While traditional live sporting events have all been shut down and public gatherings banned, virtual horse-racing, boxing, football, and motor-racing video games have come to the sports industry’s aid.
Sport is about numbers
Organizers make money by generating advertising revenue based upon their events; the number of people who turn up at an event, for example. Or the number of people who tune in to watch it on TV.
Now, industry executives are turning to streaming virtual sports on YouTube, Facebook and Twitch – or even broadcasting them on traditional television.
The stay at home GP
Italy’s Mugello circuit generally attracts 200,000 people during its MotoGP race (which was scheduled for Sunday). It just destroyed that figure, by producing a live-streamed virtual race that was called “The stay at home GP”.
The race was held online, with each racer playing themselves during the race. Honda’s world champion Marc Marquez came fifth, while Alex Rins played with his pet dog on his knee.
Alex Marquez – younger brother to Marc – asked, “will the points count towards the championship?”
The race was streamed online and broadcast around the world, such as on BT Sport in the UK and NBC in the US.

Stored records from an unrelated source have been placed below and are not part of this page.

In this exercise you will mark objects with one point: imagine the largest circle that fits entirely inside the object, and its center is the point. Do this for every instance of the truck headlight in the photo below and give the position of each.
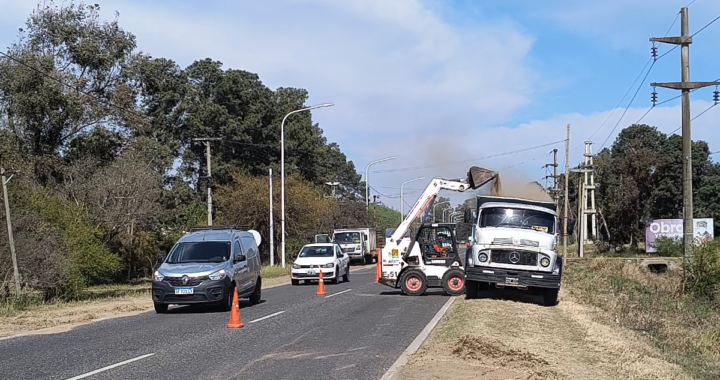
(219, 275)
(545, 262)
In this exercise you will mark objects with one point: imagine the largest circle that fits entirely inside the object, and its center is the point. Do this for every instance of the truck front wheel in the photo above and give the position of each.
(413, 282)
(550, 296)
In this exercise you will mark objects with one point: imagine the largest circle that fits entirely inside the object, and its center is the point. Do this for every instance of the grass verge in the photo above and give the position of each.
(685, 329)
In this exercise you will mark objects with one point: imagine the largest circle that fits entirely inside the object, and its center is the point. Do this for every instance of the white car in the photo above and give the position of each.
(325, 257)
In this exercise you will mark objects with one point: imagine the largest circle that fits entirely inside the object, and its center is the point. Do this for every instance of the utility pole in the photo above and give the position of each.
(567, 200)
(11, 241)
(685, 86)
(555, 192)
(207, 140)
(272, 243)
(589, 189)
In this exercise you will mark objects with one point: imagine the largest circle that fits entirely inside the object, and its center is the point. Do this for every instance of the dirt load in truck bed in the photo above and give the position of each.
(494, 339)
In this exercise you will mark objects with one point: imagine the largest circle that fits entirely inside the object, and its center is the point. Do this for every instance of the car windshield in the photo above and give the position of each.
(317, 251)
(200, 252)
(517, 218)
(347, 237)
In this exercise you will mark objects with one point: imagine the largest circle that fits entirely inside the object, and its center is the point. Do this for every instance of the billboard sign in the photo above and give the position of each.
(673, 228)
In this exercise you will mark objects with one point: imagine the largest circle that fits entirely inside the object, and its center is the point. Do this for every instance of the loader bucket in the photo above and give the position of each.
(478, 176)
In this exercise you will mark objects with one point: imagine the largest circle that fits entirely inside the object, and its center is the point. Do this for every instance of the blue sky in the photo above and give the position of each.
(437, 82)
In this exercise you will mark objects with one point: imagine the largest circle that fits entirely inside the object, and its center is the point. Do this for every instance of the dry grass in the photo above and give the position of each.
(685, 329)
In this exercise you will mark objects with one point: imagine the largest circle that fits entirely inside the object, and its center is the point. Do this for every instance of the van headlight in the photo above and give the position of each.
(219, 275)
(545, 262)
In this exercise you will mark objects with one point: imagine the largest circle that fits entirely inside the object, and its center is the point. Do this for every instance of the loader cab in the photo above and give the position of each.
(437, 244)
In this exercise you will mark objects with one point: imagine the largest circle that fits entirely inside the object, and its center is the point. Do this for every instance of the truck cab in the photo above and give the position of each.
(514, 244)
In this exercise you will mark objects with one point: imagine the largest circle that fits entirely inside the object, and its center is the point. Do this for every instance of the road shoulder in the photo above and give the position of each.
(57, 318)
(506, 339)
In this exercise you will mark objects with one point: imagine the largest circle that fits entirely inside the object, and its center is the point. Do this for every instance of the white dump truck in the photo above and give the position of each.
(359, 243)
(513, 244)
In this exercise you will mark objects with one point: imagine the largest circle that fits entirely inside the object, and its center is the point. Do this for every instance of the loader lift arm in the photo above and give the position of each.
(476, 178)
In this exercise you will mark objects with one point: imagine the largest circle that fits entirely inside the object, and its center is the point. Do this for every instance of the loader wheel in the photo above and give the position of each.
(414, 282)
(454, 282)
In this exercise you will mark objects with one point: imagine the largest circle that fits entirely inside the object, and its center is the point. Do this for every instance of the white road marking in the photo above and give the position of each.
(266, 317)
(334, 294)
(110, 367)
(415, 345)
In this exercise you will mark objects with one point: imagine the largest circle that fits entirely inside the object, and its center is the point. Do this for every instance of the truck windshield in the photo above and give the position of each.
(320, 251)
(200, 252)
(517, 218)
(347, 237)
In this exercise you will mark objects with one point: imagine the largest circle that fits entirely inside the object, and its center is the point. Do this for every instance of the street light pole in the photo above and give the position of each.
(282, 174)
(402, 202)
(367, 181)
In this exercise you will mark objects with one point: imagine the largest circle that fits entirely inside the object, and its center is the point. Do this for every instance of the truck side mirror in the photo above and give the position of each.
(380, 238)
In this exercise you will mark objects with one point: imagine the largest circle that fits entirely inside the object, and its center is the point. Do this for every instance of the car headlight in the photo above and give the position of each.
(219, 275)
(545, 262)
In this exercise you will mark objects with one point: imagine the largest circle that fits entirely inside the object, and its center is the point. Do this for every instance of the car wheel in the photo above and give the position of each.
(227, 305)
(160, 308)
(257, 293)
(336, 279)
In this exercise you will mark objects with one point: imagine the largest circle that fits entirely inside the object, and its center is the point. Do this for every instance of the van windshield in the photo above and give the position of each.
(517, 218)
(200, 252)
(347, 237)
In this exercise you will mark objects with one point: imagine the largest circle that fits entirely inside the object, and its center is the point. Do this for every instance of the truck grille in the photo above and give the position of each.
(504, 257)
(192, 281)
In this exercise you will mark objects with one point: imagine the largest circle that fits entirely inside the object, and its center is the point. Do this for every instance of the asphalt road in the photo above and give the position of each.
(355, 332)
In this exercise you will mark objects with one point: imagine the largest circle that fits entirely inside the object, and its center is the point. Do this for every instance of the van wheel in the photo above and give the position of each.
(413, 282)
(160, 308)
(257, 293)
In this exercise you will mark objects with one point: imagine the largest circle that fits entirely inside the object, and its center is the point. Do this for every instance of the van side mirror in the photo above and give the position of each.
(380, 238)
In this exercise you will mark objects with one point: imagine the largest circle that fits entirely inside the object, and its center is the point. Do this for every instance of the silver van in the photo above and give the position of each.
(206, 265)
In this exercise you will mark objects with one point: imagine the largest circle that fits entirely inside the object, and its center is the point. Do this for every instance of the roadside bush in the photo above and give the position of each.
(703, 271)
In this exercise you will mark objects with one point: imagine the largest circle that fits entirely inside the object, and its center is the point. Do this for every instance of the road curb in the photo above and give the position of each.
(419, 340)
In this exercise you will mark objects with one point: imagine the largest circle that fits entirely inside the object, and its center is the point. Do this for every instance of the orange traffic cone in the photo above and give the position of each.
(378, 268)
(321, 286)
(235, 322)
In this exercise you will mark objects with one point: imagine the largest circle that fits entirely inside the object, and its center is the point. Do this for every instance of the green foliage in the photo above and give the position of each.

A new type of sports event
The Formula One has taken note; it has asked some of its players to pick up game controlers and race a Virtual Bahraind Grand Prix (which was cut short due to technical difficulties).
The World Boxing Super Series has embraced e-sports, and is running a virtual competition featuring the world’s best boxers. On Friday, Muhammad Ali beat Sonny Liston (again) during a virtual bout streamed to 35,000 viewers on YouTube.
Next up, he will meet Mike Tyson (who beat George Foreman on Saturday).
UK Channel ITV has said it will show a virtual Grand National on April 4th. The race will see 400 virtual runners take to the field, while the bookies take bets as per usual.
"We use the latest CGI technology and algorithms and were ready to go ahead as a forerunner to the big race," said executive producer Rob McLoughlin.
Elsewhere, the MLB has been hosting four-player video game tournaments between professional baseball players, and there’s rumours that the NBA will soon follow suit.
It’s just a video game
While sport has come to a standstill and video games have come in to provide some semblance of a replacement, once the world returns to normal sport will obviously be back in a big way.
While video games will never replace the experience of sitting on the sidelines at a major event, self-isolation is certainly getting billions of people (who would previously turn their noses up at esports comfortable with watching virtual matches plaid out across the world.
And that will prove to be a game changer.